On a his 2013 tour of Europe, he used the new SK2 on loan from Michael Falkenstein, Hammond Europe and plans to use it on tours in 2014 and beyond when touring the European Union.


“It really is a wonderful instrument — the folks at Hammond really have the sound down,” Young said. “It is a very expressive instrument — quiet when it needs to and screams when I want it to but with a fraction of the weight.”


In 2002, Young moved to Austin, Texas, and concentrated on jazz organ and made albums with Stephen Bruton and Marcia Ball.

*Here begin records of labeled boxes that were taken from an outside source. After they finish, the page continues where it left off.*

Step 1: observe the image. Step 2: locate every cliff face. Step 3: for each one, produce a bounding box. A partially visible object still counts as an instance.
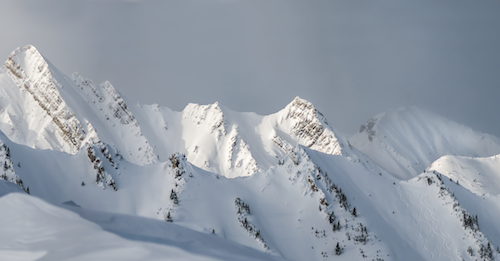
[2,45,86,154]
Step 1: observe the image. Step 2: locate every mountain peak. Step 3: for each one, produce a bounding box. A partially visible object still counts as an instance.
[4,45,48,80]
[0,45,85,154]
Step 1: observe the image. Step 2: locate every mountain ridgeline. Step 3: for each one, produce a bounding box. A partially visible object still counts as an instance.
[0,45,500,261]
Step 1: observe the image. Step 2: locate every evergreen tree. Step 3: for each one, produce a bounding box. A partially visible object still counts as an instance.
[335,242,342,256]
[170,189,179,205]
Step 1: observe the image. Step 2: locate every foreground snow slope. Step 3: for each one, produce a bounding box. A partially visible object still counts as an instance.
[349,107,500,179]
[0,184,286,261]
[0,46,500,261]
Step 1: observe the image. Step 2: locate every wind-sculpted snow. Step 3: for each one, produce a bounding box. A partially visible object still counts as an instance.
[278,97,344,155]
[2,45,86,154]
[0,46,500,261]
[349,107,500,179]
[71,73,157,165]
[429,152,500,196]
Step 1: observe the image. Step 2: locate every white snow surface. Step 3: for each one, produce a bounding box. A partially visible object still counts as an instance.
[0,46,500,260]
[349,107,500,180]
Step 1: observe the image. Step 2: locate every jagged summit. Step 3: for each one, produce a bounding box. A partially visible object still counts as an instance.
[0,46,500,261]
[2,45,87,154]
[349,107,500,179]
[277,96,347,155]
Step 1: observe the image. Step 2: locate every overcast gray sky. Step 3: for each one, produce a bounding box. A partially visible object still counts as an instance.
[0,0,500,136]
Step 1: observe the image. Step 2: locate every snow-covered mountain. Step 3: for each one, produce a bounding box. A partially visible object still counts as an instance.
[0,46,500,260]
[349,107,500,179]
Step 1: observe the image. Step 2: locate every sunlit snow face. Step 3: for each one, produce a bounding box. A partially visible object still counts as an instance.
[0,0,500,136]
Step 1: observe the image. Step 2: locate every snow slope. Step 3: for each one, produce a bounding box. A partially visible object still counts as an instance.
[0,46,500,261]
[349,107,500,180]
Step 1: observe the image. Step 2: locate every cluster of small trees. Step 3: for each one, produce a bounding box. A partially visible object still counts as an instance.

From 2004-2005 he performed with George Clinton, Mike Morgan, Janiva Magness and Teresa James in a Dallas nightclub, Django On The Parkway.     

   
JOE MAHER


Joe Maher, aka “Big Joe,” started out his music career in his Maryland high school jazz band “The Starliners.” Such musical greats as Clark Terry, Urbie Green, Mudell Lowe and James Moody often sat in with the band as guest performers and inspired him.

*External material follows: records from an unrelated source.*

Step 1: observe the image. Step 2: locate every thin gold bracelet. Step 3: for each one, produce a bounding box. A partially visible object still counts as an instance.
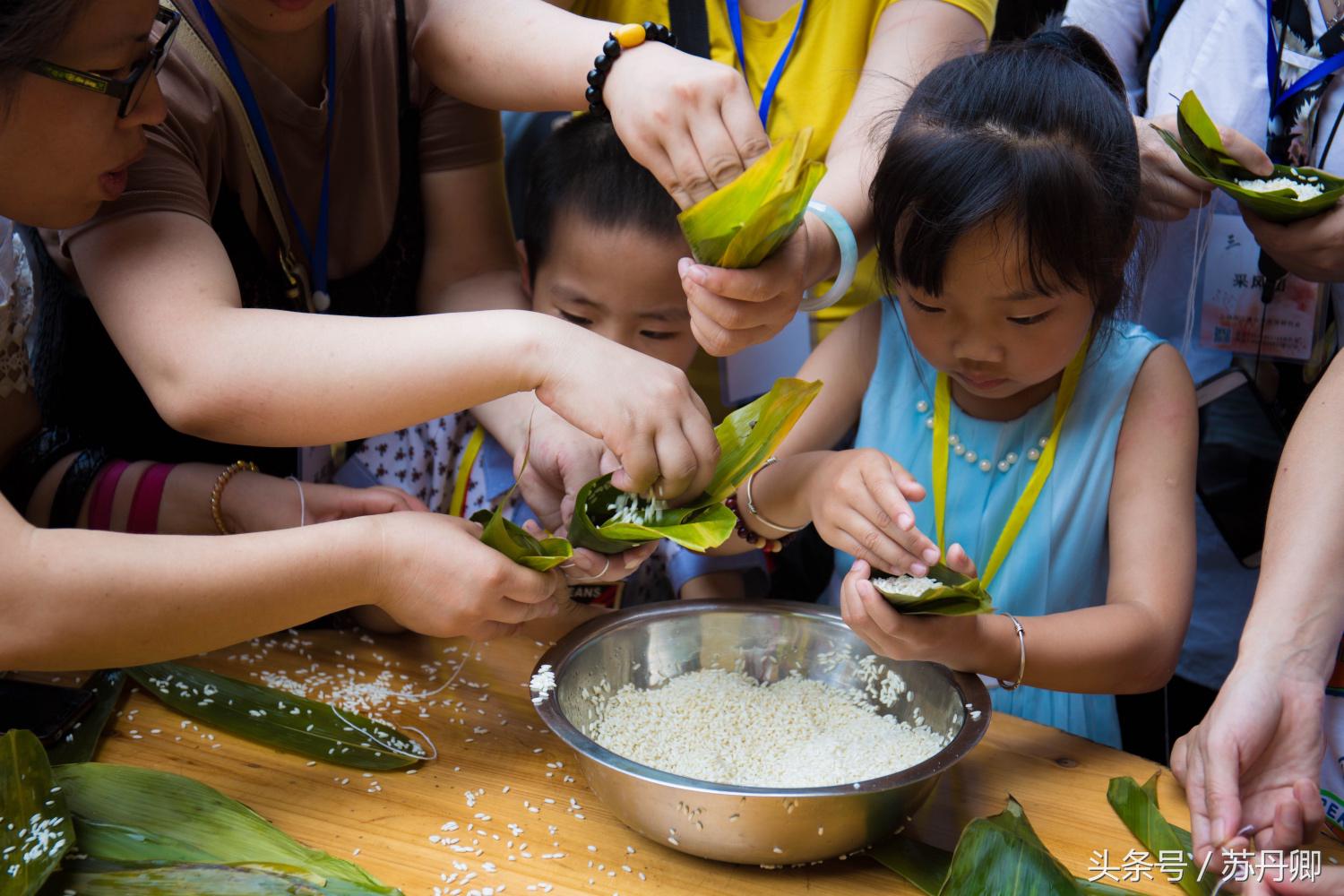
[210,461,261,535]
[747,457,808,532]
[999,610,1027,691]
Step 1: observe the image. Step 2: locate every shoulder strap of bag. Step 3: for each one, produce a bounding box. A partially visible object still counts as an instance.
[159,0,316,312]
[1137,0,1183,116]
[668,0,710,59]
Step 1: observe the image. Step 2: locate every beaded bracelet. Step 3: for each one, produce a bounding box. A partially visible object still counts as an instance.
[583,22,676,118]
[210,461,261,535]
[723,495,784,554]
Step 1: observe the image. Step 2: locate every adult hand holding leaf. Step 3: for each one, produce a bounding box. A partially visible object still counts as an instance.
[679,129,830,356]
[1155,91,1344,223]
[1134,113,1274,221]
[1172,668,1324,868]
[569,379,822,554]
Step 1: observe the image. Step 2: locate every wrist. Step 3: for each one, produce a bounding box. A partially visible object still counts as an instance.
[519,312,573,404]
[949,613,1026,684]
[801,215,840,289]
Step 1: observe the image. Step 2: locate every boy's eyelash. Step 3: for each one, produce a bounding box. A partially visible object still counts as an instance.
[906,296,943,314]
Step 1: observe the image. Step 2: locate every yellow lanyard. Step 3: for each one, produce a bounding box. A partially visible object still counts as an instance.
[448,426,486,516]
[933,336,1091,587]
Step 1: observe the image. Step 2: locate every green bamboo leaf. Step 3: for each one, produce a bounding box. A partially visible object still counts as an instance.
[1156,90,1344,223]
[47,669,126,766]
[570,379,822,554]
[868,834,952,896]
[56,763,400,895]
[941,797,1083,896]
[472,501,574,573]
[53,866,387,896]
[0,728,75,896]
[706,377,822,503]
[873,563,995,616]
[677,127,825,267]
[1107,775,1218,896]
[128,662,427,770]
[870,816,1133,896]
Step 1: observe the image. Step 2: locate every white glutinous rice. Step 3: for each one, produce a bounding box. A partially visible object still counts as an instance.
[607,492,668,525]
[1236,177,1325,202]
[530,664,556,705]
[591,669,948,788]
[873,575,943,598]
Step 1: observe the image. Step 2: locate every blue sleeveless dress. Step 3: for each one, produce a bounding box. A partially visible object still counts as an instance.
[828,301,1161,748]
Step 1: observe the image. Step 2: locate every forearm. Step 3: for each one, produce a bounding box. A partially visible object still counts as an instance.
[0,505,379,670]
[965,602,1185,694]
[122,307,566,446]
[734,452,835,544]
[1239,364,1344,678]
[416,0,612,111]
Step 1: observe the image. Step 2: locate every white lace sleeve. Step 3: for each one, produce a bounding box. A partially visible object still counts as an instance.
[0,225,32,399]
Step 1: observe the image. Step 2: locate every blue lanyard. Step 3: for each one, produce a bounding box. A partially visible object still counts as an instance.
[196,0,336,300]
[1265,0,1344,116]
[728,0,808,130]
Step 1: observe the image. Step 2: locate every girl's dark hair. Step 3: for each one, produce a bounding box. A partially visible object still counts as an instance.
[521,116,682,274]
[871,17,1139,323]
[0,0,89,100]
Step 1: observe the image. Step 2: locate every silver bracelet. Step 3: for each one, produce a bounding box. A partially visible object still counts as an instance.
[285,476,308,530]
[999,610,1027,691]
[747,457,808,532]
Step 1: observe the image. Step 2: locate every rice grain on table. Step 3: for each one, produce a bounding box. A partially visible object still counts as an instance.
[591,669,946,788]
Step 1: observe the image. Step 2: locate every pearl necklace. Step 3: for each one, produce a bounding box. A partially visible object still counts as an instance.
[916,399,1050,473]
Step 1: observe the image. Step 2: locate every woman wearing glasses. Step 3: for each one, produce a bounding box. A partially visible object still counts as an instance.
[0,0,667,669]
[23,0,765,539]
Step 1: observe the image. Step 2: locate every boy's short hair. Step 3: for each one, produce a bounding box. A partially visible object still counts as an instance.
[521,116,682,275]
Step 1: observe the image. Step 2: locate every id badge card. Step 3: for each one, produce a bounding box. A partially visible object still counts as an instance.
[1199,215,1327,364]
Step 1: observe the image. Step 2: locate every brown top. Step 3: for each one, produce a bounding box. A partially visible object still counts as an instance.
[46,0,504,280]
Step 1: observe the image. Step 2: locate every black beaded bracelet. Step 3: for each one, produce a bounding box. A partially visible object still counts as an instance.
[583,22,676,118]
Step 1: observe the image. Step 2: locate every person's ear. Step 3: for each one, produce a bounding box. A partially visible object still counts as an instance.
[515,239,532,301]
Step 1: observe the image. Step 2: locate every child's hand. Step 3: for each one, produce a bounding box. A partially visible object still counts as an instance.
[840,554,980,672]
[809,449,938,575]
[523,520,659,584]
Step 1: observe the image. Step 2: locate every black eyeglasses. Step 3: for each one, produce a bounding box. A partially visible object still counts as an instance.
[27,9,182,118]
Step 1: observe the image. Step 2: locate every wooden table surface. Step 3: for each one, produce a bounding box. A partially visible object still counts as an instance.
[78,632,1339,896]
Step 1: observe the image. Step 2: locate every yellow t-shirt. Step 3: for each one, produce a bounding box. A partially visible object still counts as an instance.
[574,0,999,337]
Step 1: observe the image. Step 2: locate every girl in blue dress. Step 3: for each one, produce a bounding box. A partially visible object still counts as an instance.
[738,27,1196,747]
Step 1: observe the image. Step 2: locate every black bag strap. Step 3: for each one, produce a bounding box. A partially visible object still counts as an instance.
[668,0,710,59]
[1137,0,1183,116]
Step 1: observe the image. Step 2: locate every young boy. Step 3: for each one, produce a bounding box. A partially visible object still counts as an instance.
[336,116,765,608]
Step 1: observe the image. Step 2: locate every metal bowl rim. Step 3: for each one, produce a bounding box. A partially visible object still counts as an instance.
[532,600,992,799]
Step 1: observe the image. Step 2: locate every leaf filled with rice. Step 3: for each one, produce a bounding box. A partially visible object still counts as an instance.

His father listened to Louis Jordon and blues and jazz at home so this also influenced his musical style. He started his own roots blues record collection during that time in the 60’s when most of his friends were just into the rock-n-roll.


After high school, Maher went on the road with his own jazz/blues trio. He has shared the stage, opened up for or backed up such music legends as Willie Dixon, Johnny Adams, Floyd Dixon, Delbert McClinton, Johnnie Johnson, Mick Fleetwood, Jimmy McCracklin, Jimmy Rogers, Pinetop Perkins, Jimmy Witherspoon, Bullmoose Jackson, James “Thunderbird” Davis, Nappy Brown, Jimmy T99 Nelson, Bobby Parker, Otis Rush and Earl King.

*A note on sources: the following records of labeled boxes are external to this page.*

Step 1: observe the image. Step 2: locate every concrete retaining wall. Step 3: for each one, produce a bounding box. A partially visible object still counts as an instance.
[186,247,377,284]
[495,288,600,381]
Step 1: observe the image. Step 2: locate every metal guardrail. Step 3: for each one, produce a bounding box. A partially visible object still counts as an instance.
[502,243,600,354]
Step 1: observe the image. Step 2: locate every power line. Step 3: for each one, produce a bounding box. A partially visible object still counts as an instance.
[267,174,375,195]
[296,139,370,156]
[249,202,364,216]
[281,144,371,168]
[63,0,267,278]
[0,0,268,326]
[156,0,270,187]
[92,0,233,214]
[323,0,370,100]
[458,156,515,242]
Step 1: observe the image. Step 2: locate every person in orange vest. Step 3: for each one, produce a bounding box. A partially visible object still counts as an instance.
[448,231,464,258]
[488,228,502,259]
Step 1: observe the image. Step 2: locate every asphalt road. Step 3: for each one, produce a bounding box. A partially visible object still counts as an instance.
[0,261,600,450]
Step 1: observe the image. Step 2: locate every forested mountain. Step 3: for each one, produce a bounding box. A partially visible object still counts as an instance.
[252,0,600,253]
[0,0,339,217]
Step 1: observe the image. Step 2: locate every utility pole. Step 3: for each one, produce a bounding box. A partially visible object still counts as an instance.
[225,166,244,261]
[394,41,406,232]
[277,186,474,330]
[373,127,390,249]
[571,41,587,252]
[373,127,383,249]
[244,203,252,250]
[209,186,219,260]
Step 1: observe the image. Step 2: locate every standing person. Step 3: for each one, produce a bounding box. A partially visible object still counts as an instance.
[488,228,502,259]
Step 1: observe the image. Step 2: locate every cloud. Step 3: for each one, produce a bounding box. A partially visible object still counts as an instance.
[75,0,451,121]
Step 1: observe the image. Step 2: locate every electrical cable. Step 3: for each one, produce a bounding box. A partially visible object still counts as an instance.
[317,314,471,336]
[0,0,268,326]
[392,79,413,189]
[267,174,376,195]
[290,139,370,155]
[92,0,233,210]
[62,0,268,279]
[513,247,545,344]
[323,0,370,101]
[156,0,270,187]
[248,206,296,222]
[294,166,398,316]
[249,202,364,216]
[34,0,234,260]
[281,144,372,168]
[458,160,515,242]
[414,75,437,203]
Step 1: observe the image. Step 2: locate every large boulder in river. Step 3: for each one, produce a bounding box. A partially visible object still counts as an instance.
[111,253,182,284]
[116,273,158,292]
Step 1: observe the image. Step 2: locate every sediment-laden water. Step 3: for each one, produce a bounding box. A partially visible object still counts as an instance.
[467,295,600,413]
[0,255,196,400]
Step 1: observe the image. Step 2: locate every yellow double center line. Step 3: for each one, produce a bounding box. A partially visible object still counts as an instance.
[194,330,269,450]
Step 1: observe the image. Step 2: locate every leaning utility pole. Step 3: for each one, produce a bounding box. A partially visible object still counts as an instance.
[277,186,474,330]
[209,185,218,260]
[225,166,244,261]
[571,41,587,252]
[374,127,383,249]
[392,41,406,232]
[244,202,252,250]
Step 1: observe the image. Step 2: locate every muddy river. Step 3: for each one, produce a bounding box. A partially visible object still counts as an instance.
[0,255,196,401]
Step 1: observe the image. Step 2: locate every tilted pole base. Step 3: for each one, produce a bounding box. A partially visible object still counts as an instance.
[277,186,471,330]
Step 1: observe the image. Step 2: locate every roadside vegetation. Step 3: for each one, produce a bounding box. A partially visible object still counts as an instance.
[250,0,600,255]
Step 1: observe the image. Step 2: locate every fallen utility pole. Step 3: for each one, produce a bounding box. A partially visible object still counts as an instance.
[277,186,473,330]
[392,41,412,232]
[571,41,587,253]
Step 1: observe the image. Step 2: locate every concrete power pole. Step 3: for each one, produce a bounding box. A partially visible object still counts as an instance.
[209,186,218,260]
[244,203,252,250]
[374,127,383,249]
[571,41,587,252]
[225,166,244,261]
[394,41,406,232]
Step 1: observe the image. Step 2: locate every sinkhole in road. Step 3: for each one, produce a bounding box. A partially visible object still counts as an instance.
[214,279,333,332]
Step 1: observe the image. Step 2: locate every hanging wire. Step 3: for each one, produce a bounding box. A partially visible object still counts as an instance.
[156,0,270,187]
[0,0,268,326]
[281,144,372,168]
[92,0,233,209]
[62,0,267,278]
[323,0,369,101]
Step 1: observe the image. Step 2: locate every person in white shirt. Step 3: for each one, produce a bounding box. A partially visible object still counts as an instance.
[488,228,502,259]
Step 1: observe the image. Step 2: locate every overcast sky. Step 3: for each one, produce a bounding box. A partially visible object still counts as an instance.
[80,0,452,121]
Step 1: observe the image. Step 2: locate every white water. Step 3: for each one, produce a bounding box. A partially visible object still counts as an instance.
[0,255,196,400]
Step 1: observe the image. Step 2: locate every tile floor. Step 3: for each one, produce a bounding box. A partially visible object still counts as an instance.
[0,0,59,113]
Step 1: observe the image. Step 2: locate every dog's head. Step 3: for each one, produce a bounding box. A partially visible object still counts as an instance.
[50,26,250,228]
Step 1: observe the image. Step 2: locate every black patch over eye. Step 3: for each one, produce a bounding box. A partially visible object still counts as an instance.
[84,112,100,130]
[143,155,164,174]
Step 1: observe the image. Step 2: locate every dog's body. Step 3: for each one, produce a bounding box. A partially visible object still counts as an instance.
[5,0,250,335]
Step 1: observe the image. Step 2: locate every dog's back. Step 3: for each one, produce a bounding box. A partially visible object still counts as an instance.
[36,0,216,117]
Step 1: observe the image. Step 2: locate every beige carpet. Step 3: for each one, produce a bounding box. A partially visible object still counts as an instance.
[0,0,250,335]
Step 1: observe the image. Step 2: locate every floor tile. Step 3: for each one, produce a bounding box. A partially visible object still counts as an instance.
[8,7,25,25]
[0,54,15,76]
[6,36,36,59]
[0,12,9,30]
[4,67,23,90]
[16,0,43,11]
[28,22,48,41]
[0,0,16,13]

In the late 80’s after managing and performing with the nine-piece swing band “The Uptown Rhythm Kings,” and after a few years as drummer with the Tom Principato Band, Maher formed his own five-piece jump blues group “Big Joe and The Dynaflows.” He also was music coordinator for Mick Fleetwood’s nightclub in Alexandria, Va., “Fleetwoods.”


The Dynaflows release “I’m Still Swingin” on Severn Records, received the Washington Area Music Association’s “Best Blues Recording” in 1998. WAMA also voted Big Joe “Male Blues Vocalist of the Year” in 2005 and 2009.